The commission also found that snack and food prices on many items were almost double or triple the actual retail prices of those products.

The report also reveals that the National Aviation Policy 2015 acknowledges the lack of unity of command among different agencies working at airports, notes that this is necessary for better airport management, and suggests the appointment of a chief operating officer (COO) to monitor and report on the performance of staff of various agencies to their concerned departments or ministries.

The commission recommends the appointment of the airport manager as the COO for monitoring the work of the staff of various agencies and to recommend action against any defaulting officials to their respective agencies.

The report says that the Montreal Convention and the Warsaw Convention provide minimum rights and compensation awards for the passengers for flight delays, denial of boarding, and loss of baggage. All airlines recognise these rights but are reluctant to comply with them.

The commission proposes that in case of long delays, cancellation of flights, or denial of boarding, the airport managers should ensure that carriers facilitate passengers by serving meals, refunding fares, free adjustment on the next available flight, and hotel accommodation in line with entitlement under international conventions and policy.
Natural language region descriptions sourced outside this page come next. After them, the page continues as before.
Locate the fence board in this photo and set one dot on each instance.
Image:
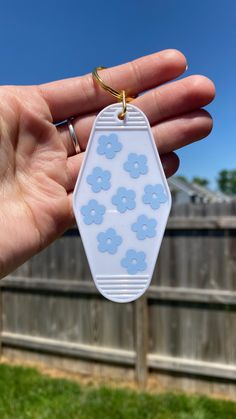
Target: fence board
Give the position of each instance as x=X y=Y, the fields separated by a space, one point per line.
x=186 y=323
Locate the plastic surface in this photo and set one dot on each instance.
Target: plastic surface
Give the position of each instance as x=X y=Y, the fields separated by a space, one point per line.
x=121 y=203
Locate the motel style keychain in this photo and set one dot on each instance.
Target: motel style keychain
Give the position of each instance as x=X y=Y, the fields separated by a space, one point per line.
x=121 y=200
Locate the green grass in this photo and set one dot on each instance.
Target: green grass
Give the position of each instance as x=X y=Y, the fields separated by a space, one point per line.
x=25 y=393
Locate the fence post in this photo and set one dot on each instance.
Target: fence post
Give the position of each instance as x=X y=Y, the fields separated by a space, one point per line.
x=141 y=340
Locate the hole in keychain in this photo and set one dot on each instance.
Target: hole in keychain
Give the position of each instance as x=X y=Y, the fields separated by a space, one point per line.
x=119 y=94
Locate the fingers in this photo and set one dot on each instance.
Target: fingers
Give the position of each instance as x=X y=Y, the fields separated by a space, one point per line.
x=170 y=163
x=176 y=118
x=81 y=95
x=177 y=98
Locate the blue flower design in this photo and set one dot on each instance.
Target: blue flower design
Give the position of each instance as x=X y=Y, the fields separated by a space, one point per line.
x=109 y=241
x=109 y=145
x=136 y=165
x=154 y=195
x=93 y=212
x=124 y=199
x=99 y=179
x=134 y=261
x=144 y=227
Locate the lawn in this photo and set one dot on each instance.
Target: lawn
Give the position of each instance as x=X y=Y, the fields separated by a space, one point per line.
x=25 y=393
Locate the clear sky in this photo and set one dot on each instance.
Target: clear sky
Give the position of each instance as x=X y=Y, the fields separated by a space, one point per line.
x=45 y=40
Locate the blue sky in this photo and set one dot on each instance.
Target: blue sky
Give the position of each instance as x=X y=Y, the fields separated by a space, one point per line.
x=46 y=40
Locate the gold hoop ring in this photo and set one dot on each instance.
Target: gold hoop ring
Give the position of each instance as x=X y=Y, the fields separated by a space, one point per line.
x=119 y=94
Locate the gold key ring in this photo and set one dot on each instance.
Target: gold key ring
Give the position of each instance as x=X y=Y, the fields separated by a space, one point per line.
x=119 y=94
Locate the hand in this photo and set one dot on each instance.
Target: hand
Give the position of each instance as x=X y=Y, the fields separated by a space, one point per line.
x=38 y=167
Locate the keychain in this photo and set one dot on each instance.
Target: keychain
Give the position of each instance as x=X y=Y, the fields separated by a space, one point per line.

To address the grievances of victim’ families, the CAA should ensure the compensation to the legal heirs under the Carriage by Air Act 2012 and international conventions within specified deadlines, the commission further recommends.

It is further proposed that the role of traffic wardens at Benazir Airport should be as facilitators to ensure the smooth flow of traffic. The price of food items also need to be revisited and rationalized, the report says.